Enfin, cette recherche soulève plusieurs enjeux liés à ce métier et aux formes nouvelles de pénibilité non encore reconnues par la loi, telles que les pénibilités interactionnelles, qui pourraient avoir leur place dans les négociations visant à assurer un droit à un départ anticipé à la retraite, comme dans d’autres professions difficiles.
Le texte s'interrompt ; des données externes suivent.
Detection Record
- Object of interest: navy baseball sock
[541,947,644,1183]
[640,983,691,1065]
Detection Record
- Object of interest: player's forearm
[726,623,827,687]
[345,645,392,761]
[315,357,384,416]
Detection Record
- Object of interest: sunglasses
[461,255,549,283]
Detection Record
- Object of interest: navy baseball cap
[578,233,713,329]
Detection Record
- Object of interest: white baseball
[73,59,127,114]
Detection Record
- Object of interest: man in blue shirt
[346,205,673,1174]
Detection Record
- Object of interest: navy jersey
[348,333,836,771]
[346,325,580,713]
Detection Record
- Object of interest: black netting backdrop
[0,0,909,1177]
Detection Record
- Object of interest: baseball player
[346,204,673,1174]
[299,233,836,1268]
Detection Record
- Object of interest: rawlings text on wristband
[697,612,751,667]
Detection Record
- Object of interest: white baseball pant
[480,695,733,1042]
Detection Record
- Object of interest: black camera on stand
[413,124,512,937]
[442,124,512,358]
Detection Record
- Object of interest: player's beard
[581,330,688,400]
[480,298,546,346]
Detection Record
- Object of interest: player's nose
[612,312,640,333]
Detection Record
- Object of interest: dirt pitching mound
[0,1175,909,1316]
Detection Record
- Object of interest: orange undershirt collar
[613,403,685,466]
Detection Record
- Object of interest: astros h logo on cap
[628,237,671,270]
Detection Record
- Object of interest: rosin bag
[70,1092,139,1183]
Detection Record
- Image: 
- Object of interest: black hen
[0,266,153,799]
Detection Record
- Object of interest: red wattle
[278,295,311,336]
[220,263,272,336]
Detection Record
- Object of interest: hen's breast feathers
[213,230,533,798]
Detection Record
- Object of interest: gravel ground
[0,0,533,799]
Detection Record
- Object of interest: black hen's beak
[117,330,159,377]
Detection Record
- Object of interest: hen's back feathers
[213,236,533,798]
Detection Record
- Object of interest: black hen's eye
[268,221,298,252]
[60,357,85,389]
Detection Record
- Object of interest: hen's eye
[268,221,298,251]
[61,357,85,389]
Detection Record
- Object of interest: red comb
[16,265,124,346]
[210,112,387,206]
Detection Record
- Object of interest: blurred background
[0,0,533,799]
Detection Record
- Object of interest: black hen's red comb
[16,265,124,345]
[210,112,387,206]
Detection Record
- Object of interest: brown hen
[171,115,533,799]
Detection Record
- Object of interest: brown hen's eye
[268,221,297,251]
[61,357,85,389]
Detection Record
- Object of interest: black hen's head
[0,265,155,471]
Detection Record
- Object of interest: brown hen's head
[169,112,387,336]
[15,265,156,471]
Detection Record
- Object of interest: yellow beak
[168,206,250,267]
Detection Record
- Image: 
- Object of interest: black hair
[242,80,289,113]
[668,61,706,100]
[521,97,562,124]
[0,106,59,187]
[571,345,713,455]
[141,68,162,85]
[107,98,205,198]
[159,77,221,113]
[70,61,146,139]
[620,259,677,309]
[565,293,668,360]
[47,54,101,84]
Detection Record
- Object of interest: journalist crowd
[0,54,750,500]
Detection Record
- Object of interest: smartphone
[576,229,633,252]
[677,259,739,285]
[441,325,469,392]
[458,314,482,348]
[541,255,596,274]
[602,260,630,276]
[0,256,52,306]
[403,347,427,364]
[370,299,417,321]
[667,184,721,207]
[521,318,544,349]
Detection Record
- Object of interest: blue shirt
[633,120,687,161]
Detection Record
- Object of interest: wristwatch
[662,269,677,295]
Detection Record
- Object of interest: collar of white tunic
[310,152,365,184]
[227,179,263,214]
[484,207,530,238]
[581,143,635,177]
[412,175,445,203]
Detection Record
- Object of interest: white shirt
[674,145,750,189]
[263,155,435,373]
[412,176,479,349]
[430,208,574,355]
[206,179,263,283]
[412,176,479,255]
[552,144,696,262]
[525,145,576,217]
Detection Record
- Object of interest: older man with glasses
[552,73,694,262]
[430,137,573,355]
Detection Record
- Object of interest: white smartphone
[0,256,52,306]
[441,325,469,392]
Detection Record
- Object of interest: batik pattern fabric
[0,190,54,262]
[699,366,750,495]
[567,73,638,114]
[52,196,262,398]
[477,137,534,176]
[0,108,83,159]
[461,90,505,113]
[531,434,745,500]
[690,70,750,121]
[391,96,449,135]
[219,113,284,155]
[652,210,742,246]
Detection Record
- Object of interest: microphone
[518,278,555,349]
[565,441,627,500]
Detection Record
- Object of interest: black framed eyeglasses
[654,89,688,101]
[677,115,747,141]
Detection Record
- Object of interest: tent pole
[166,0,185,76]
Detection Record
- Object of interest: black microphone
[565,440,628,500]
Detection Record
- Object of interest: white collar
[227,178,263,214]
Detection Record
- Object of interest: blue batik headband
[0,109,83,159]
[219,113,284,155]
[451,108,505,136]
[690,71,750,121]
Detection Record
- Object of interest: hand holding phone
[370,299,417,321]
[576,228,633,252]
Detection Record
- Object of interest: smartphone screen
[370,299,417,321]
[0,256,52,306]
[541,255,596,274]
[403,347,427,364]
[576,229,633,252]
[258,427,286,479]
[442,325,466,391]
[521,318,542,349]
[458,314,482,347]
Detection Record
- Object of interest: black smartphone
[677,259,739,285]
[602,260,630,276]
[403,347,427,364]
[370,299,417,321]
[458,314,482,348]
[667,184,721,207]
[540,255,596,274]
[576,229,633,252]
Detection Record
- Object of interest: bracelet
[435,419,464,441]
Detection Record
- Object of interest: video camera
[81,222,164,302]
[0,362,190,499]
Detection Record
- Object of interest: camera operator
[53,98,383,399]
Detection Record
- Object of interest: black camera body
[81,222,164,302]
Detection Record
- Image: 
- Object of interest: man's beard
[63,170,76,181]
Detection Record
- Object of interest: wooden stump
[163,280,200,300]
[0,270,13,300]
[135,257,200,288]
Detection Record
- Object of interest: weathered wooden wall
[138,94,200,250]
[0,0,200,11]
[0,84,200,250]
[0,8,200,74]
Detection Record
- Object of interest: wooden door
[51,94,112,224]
Limites et voies de recherche futures

Notre étude comporte un certain nombre de limites. D’abord, elle porte sur un métier particulier occupé par des salariés ayant le statut de fonctionnaire. Ce statut joue un rôle protecteur (ne serait-ce que parce que les droits sociaux sont plus développés que pour des ripeurs en intérim, par exemple), mais pour autant, au sein de ce statut, nous observons des variations dans les formes de l’engagement au travail. La question statutaire ne semble donc pas être un déterminant à lui seul de la manière de s’engager dans le travail. Par ailleurs, elle a une visée principalement exploratoire. D’autres recherches pourraient être ainsi menées sur d’autres groupes professionnels (comme, par exemple, les trieurs industriels, Chay et Thoemmes, 2015; les aides à domicile, Guerrero et al., 2020) afin d’identifier et de comparer d’autres formes d’engagement au travail dans les « sales boulots ». Par ailleurs, il serait tout à fait pertinent de resituer l’engagement au travail dans la trajectoire socioprofessionnelle des salariés afin de mieux saisir les dynamiques à l’oeuvre dans la construction de leur engagement. De la même manière, il serait fructueux d’étudier les processus à l’oeuvre dans les transitions entre les phases d’engagement et de désengagement des salariés et d’interroger leurs liens avec la justice organisationnelle perçue par les salariés. Enfin, il serait intéressant de questionner les relations entre le rapport au travail et les modes d’engagement au travail, dans la continuité des recherches de Ferreras (2007).